Beijing locals tend to react negatively when asked what they think of organic food. While the growth of China's economy has led to a rise in standards of living, and with it concerns over health, eating organic food has not taken off as it has in the West.
One reason is the distrust of food safety standards among Chinese people. Understandable, as over the past five years, China has been besieged by food scandal after food scandal, some humorous like exploding watermelons injected with growth hormones and some fatal like melamine found in baby milk formula. There is a wariness from foreigners about food coming out of China but this lack of confidence has taken hold of nationals now.
The distrust casts a shadow over organic-labeled foods given a government seal of approval. As of March 2011, the Ministry of Agriculture had given 26 domestic private companies the right to certify organic food, but for many Chinese the labels have little value.
'Some organisations are dishonest in their practices', says Shi Shangbai, an independent certification expert in China. Organic food certification takes about three years to process, says Shi, a former researcher in the Chinese organic food industry. Shi quit after two decades in the system to become an independent certifier due to the large amount of corruption he witnessed.
'It is necessary to track the quality of soil, air and water of an organic food farm for a long period of time', he says. A long waiting period and high standards result in fraudulent practices including shortening observation periods and selling counterfeit labels.

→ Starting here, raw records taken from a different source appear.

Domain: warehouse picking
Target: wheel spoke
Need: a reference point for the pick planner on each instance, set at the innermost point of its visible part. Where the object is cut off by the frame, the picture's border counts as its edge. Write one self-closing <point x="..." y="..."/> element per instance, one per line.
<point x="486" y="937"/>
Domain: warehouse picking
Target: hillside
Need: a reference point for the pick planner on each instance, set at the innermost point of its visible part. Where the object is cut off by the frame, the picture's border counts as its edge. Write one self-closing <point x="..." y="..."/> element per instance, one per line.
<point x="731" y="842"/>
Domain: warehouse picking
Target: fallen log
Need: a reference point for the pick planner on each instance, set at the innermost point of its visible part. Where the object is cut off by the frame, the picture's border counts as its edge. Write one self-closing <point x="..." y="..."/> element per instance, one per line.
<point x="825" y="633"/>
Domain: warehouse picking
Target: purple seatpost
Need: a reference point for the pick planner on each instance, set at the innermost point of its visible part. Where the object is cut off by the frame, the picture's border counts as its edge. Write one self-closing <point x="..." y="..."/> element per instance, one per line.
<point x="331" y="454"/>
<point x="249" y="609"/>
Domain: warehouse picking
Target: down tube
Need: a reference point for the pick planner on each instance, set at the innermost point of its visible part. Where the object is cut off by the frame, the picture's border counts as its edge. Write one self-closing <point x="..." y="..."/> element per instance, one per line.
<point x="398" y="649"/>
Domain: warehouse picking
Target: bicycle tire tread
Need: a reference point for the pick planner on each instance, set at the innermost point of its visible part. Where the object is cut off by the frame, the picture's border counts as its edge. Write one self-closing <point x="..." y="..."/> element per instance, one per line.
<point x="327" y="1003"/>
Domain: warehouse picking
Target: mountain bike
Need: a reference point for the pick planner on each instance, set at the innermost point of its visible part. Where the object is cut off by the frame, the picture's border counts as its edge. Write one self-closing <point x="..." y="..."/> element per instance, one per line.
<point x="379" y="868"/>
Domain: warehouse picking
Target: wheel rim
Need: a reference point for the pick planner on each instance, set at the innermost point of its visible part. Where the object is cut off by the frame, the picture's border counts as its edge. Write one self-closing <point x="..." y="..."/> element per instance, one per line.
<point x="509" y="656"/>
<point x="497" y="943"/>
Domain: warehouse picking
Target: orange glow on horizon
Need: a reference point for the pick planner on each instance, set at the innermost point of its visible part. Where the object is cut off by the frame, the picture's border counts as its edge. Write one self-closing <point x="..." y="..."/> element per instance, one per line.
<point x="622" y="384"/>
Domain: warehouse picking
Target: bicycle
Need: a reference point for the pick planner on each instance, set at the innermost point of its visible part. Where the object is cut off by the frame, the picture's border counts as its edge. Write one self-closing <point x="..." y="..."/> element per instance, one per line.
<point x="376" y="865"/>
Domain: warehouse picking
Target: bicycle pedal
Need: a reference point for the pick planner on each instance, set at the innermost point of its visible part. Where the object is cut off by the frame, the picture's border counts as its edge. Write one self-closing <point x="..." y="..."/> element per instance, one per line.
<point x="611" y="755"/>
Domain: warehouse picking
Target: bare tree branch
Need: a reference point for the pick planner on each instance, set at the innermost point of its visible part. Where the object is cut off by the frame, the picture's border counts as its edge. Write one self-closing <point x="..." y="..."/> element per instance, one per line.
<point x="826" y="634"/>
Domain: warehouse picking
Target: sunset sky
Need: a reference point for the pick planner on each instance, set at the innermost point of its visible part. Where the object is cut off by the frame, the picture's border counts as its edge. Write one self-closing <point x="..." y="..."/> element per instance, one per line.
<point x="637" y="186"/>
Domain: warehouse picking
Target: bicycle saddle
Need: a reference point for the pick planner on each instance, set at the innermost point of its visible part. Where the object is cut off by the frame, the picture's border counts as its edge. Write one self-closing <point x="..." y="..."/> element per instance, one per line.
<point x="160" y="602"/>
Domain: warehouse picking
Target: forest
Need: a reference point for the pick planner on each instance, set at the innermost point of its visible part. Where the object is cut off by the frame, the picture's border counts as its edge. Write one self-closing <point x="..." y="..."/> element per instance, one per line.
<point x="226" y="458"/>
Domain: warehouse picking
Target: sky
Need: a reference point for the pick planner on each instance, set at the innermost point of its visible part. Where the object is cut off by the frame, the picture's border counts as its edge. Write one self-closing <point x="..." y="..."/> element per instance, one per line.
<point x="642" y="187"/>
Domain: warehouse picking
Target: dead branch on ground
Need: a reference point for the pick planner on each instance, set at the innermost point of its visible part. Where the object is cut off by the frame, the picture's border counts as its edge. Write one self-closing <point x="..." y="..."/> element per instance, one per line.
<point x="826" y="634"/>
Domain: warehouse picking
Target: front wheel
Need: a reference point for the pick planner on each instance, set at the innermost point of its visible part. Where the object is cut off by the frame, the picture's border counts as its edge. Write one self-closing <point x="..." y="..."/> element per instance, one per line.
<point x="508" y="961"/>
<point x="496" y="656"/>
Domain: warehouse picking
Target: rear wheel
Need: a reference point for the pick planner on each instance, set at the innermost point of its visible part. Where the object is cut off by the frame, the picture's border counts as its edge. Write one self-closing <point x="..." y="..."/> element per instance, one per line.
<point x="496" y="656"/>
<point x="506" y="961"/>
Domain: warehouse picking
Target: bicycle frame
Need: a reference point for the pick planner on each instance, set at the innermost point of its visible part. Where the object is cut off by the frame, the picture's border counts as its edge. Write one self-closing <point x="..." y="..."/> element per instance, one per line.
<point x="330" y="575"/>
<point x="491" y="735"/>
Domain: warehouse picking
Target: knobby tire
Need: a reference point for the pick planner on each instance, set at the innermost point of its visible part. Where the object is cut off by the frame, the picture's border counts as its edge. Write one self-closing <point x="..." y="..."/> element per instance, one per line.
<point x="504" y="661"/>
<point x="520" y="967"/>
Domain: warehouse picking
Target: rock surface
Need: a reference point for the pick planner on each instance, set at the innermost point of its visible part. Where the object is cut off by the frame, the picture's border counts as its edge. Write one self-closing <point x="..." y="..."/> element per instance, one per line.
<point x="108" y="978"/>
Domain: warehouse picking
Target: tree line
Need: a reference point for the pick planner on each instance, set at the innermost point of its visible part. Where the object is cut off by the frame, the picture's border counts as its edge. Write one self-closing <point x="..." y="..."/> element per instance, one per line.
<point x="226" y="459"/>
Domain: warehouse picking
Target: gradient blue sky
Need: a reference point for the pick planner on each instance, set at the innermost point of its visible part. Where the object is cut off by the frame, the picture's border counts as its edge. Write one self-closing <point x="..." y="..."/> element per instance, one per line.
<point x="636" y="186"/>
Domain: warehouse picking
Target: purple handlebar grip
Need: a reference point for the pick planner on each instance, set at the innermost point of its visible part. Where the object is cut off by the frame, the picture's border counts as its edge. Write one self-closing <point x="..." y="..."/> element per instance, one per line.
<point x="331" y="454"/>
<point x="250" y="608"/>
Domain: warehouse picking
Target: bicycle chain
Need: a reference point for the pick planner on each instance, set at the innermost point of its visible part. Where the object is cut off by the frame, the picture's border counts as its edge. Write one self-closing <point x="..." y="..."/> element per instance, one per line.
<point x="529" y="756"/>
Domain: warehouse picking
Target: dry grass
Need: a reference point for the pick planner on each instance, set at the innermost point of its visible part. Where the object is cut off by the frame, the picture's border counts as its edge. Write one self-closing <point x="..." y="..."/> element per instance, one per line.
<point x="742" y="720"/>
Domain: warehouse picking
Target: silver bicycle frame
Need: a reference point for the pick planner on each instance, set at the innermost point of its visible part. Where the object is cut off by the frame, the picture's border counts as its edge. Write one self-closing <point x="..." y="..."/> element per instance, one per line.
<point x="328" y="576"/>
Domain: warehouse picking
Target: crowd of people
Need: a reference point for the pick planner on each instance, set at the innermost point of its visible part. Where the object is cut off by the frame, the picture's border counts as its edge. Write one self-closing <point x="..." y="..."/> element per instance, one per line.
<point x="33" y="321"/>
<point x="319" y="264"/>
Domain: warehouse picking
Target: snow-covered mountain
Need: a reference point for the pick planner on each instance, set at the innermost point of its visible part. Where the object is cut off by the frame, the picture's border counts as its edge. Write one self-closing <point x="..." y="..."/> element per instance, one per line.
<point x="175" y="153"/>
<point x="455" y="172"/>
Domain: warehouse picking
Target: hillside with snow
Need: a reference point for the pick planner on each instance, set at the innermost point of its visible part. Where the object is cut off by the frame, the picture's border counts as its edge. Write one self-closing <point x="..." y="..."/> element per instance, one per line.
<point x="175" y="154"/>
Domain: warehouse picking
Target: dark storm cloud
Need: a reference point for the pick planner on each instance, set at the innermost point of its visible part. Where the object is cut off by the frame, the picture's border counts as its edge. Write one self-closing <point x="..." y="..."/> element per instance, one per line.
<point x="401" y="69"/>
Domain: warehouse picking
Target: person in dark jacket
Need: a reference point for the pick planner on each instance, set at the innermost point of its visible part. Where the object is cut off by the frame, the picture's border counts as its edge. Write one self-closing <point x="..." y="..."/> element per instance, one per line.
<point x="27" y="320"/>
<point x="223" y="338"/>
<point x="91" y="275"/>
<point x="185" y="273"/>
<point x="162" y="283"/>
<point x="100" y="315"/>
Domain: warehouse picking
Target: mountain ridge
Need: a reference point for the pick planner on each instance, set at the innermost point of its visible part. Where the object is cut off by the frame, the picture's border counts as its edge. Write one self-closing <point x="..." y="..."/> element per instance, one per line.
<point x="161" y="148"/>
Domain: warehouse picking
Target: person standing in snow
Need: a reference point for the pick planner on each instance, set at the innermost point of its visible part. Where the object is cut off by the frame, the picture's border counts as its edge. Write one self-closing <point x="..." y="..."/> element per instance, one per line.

On the outskirts of Beijing, small independent organic farms have sprouted up. Lejen Chen and her husband Shan En were worried about whether their food was truly organic and so started a farm of their own. 'It was my reaction to all the food issues', says Chen in an interview punctuated by rooster crows.
Today, Chen's Green Cow Farm is 6 hectares in size, grows more than 25 kinds of vegetables and produces free-range eggs. Membership is available for 20,000 RMB/year (A$3128), which buys a box of vegetables delivered weekly and gives your family access to the farm, as part of a goal to build up community-supported agriculture. Membership is limited to only 20 families.
Chen says the farm is currently self-certified and member-certified. 'Self-certification means that we do get the soil tested after every three years. Last year we tested the water again. We tested the soil and the heavy metals that we tested for is below the UK Soil Association's and also below the Netherlands' standards.'
On the Government's thoughts about fraud in organic certification, Mr Yan, the Party Secretary of Jinnong Organic answers gruffly 'yes, it is a concern', before quickly moving on to showcasing the advanced monitoring technologies Jinnong Organic has for each basement greenhouse.
In May this year, Chinese authorities announced that they were ramping up efforts to eliminate illegal activities such as certification misuse and counterfeit products. China Daily reported that repackaging of organic food and illegally using or creating counterfeit organic food licenses would be the main targets.
Despite this, Lejen Chen of Green Cow Farm thinks that finding truly organic food is still not easy. According to her, 'if you really want safe, clean vegetables you have to work for it. Either you have to grow it yourself or you have to go and find a farmer that can grow vegetables as if they were growing it for themselves.'
Photo by Flickr user Dan Zen.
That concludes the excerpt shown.